How do you ban knowledge? How do you ban basic tools? The bombing of Oklahoma City happened so long ago, but you can still buy Nitrate based Fertilizer, the key ingredient in the bomb that was used. Go to your local home improvement store, look at the fertilizers, the nitrate rating is on the bag it is sold in. You’ll need 20% or higher to make a bomb. I bet you can find at least two or three different brands of the stuff. Nitrates are very valuable as a fertilizer.
Now, all of this is capable of being made by someone with basic skills. What about those with advanced skills? What about those with advanced metalworking skills? The guys on Mythbusters made a cannon out of pipe. A cannon that was just as effective as one purpose built. They made cannon balls out of stone. They made them out of all sorts of items. How do you stop people from buying a couple hunks of pipe from their local metal supply yard? They could need it to repair a sewage line, or they could be using it to make a cannon. Welding the pipes together to make a cannon barrel is practically child’s play. Again, that one year of high school metal shop would do it to give them the skills.

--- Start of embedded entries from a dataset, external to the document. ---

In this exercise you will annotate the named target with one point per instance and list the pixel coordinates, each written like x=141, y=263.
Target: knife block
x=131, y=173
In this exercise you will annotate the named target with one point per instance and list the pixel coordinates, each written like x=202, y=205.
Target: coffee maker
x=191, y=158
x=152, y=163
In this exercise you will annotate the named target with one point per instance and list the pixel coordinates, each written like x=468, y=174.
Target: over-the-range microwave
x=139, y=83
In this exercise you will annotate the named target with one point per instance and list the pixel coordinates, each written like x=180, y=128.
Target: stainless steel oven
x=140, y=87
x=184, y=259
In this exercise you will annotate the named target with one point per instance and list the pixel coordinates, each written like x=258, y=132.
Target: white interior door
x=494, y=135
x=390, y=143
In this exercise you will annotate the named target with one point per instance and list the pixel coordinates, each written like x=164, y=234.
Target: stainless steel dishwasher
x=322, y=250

If you didn’t have that year of shop, watching some You Tube videos on how to weld would give you the foundation, and a few days of practice on scrap metal would give you the skills. Now, all you need are some ball bearings, plentiful everywhere. Some gunpowder, easily manufactured, and you have a cannon firing grapeshot. Those weapons slaughtered people by the dozens with each shot during the era when they were the pinnacle of military technology.
The point I am getting to is this. There are dangerous weapons. Those are weapons that are poorly designed, or manufactured. Otherwise, there are only dangerous people. I was trained by the Army to think of this kind of stuff. I was trained to make weapons out of anything I could find. Wood would make a weapon. I could make a Pungi Pit, or a swinging spike trap. I could make a weapon out of string. Coating those spikes with fecal matter insured an infection, and probably caused the wounded to lose a leg from gangrene.
The only thing you can do is try and protect yourself from those dangerous people. You might not succeed. But you stand a better chance of it than hoping for the kindness of strangers to protect you.